Search code examples
hashlarge-data

How to Calculate a Hash of a file that is 1 Terabyte and over?


So, I have a couple of system backup image files that are around 1 terabyte, and i want to calculate fast the hash of each one of them (preferably SHA-1).

At first i tried to calculate the md5 hash, 2 hours had passed and the hash hadn't been calculated yet (something that's obvious for large files up to 1TB).

So is there any program/implementation out there that can hash a 1TB file quickly?

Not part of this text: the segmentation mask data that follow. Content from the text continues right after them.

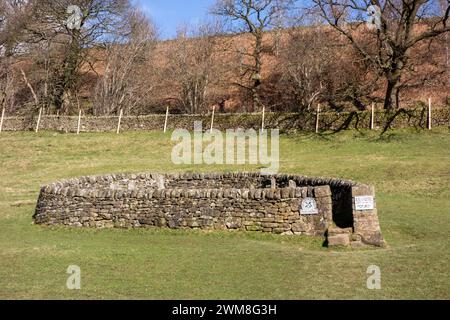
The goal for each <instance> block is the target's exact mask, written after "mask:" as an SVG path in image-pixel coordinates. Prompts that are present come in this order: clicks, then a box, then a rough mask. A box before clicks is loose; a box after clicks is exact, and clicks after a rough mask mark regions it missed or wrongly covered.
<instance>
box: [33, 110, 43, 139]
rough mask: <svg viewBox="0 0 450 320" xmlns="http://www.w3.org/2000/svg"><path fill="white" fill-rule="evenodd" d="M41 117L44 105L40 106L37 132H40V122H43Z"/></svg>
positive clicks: (37, 122)
mask: <svg viewBox="0 0 450 320" xmlns="http://www.w3.org/2000/svg"><path fill="white" fill-rule="evenodd" d="M41 117H42V107H41V108H39V116H38V121H37V123H36V130H35V131H36V133H38V132H39V126H40V124H41Z"/></svg>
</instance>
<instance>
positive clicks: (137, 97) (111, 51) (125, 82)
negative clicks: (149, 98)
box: [94, 9, 157, 115]
mask: <svg viewBox="0 0 450 320" xmlns="http://www.w3.org/2000/svg"><path fill="white" fill-rule="evenodd" d="M156 41H157V32H156V28H155V26H154V25H153V24H152V23H151V22H150V21H149V20H148V18H147V17H146V16H145V15H144V14H143V13H142V12H141V11H139V10H137V9H136V10H133V11H131V12H130V14H129V17H128V23H126V24H125V26H124V30H123V32H121V34H120V35H119V36H116V37H114V38H113V39H110V41H109V43H108V44H107V45H106V49H105V52H106V61H105V68H104V72H103V75H102V76H101V77H100V78H99V79H98V82H97V86H96V91H95V97H94V114H96V115H109V114H113V113H117V112H118V111H119V110H120V109H122V110H124V111H125V112H126V113H131V112H135V111H136V109H137V108H138V107H140V106H142V105H143V104H144V103H145V102H146V101H147V100H148V98H149V96H150V95H151V94H152V93H153V88H154V86H155V83H152V81H151V79H150V78H151V77H150V76H149V75H150V73H151V72H152V71H153V70H154V67H153V66H152V62H153V59H152V58H153V54H154V49H155V45H156Z"/></svg>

I have heard of Tree-Hashing that hashes parts of file simultaneously, but I haven't found any implementation so far.


Solution

  • If you have a 1 million MB file, and your system can read this file at 100MB/s, then

    • 1TB * 1000(TB/GB) = 1000 GB
    • 1000GB * 1000(MB/GB) = 1 million MB
    • 1 million MB/100(MB/s) = 10 thousand seconds
    • 10000s/3600(s/hr) = 2.77... hr
    • Therefore, a 100MB/s system has a hard floor of 2.77... hrs to even read the file in the first place, even before whatever additional total time may be required to compute a hash.

    Your expectations are probably unrealistic - don't try to calculate a faster hash until you can perform a faster file read.